Before every well-done work the vision comes. We dream before we accomplish. What is all our boyhood, that comes before our life, and thinks and pictures to itself what that life shall be, that fancies and resolves and is impatient what is it but just the vision before the work, the dream of Europe coming to many a young life, as it sleeps at Troas, on the margin of the sea? The visions before the work; it is their strength that conquers the difficulties and lifts men up out of the failures, and redeems the tawdriness or squalidness of the labour that succeeds. The aspect of the man of Macedonia reveals the real state of the case with reference to the essential need of the human soul for the gospel.

I. The first need is a God to love and worship. If you are not to lose that highest reach of love and fear where, uniting, they make worship, must you not have God? Woe to the man who loses the faculty for worship, the faculty of honouring and fearing not merely something better than himself, but something which is the absolute best, the perfect good his God! The life is gone out of his life when this is gone. There is a cloud upon his thought, a palsy on his action, a chill upon his love. Because you must worship, therefore you must have God.

II. But more than this. Every man needs not merely a God to worship, but also taking the fact which meets us everywhere of an estrangement by sin between mankind and God every man needs some power to turn him and bring him back, some reconciler, some saviour for his soul. There is an orphanage, a home-sickness of the heart which has gone up into the ear of God, and called the Saviour, the Reconciler, to meet it by His wondrous life and death.

III. Man needs spiritual guidance.
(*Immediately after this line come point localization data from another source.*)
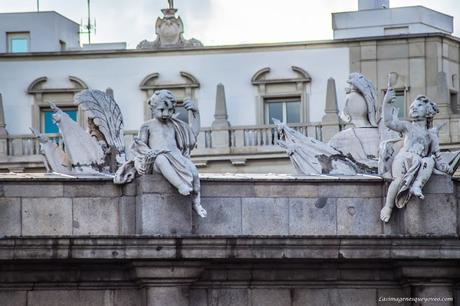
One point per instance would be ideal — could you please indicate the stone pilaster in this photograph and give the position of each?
(3, 133)
(330, 121)
(166, 283)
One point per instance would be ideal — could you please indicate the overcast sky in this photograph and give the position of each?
(216, 22)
The power of the Holy Spirit! an everlasting spiritual pressure among men! what but that is the thing we want? The power of the Holy Ghost, by which every man who is in doubt may know what is right, every man whose soul is sick may be made spiritually whole, every weak man may be made a strong man this is God's one sufficient answer to the endless appeal of man's spiritual life.
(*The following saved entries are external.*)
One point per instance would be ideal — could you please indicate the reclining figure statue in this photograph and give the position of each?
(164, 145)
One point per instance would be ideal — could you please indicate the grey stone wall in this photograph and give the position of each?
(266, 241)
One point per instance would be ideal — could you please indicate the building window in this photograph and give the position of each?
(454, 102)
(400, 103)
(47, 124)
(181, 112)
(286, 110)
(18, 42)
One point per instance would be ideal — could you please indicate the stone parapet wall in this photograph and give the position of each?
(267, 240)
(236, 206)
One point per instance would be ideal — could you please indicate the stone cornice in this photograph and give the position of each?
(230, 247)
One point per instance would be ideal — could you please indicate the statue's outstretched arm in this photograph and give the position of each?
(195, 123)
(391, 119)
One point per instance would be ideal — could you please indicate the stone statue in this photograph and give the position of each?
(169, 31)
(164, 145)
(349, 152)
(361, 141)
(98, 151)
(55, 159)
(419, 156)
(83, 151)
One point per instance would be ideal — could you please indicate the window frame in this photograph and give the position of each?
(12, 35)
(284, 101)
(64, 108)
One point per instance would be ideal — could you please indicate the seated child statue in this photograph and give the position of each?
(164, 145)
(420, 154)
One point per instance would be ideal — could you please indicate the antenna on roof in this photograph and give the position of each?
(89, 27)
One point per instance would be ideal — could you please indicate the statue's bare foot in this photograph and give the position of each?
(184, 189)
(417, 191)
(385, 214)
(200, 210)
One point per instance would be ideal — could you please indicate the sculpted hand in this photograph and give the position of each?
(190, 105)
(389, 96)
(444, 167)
Phillips Brooks, The Candle of the Lord,p. 91.

A Cry for Help.

I. Each one must have been struck with the beauty and the tenderness and the depth which there is in that word help. "Help us." It implies that there is, which I suppose there is in every living creature under heaven, a feeling consciously or unconsciously which looks out for help. Every one has his aspirations; in every one there is a standard higher than he can reach, a sense of something beyond him, which he sees and admires and wishes to be and cannot. It is the immortality of the man it is the relic of the lost image it is the cry of the void of a heart which once was filled. Weakness, miserable weakness, is the child of sin, and there are times when the hardest and the proudest feel it. You may assume it, every one who has not God sometimes has the thought, though it does not clothe itself in words "Help us."
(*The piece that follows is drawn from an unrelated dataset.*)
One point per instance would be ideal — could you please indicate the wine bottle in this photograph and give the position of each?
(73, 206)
II. We hold that if a heathen man lives up to the light of his natural conscience, by that light of conscience he will be judged, and if he have obeyed it, he will not be condemned. But then the objection meets us, If this be so, is it not better to let the heathen alone? For if a man who follows the light of reason will not perish, and if to refuse Christ be the condemnation, and the responsibility therefore of knowing Christ so tremendous, surely they are safer as they are! If we, with all the assistance which we derive from education, from the piety of those about us, from the Bible, from the means of grace, find it so very difficult to do what is right, and to act out the dictates of our better mind, what must the difficulty be to a heathen, who has none of these, but all the counteracting influences of evil about him! Is not the gospel practically essential to the heathen, to enable him to fulfil the condition, on which alone he can escape eternal punishment? What the heathen want is help. There is a power abroad in the world to which nothing is really an antagonistic force but Christ only. Let us then obey the more than mortal voice by which the little good that is in everything everywhere in itself pleads silently, in Christ cries loudly, "Come over and help us."

J. Vaughan, Fifty Sermons,2nd series, p. 51.

References: Acts 16:9. Spurgeon, Sermons,vol. iv., No. 189; Three Hundred Outlines on the New Testament,p. 115; J. Oswald Dykes, Christian World Pulpit,vol. xv., p. 296; Preacher's Monthly,vol. vi., p. 124.Acts 16:9-40. New Outlines on the New Testament,p. 89. Acts 16:13; Acts 16:14. Spurgeon, Sermons,vol. ix. No. 544.Acts 16:14. J. Burton, Christian Life and Truth,p. 44; J. C. Postans, Christian World Pulpit,vol. iv., p. 404; Preacher's Monthly,vol. vi., p. 85.

Acts 16:9

9 And a vision appeared to Paul in the night; There stood a man of Macedonia, and prayed him, saying, Come over into Macedonia, and help us.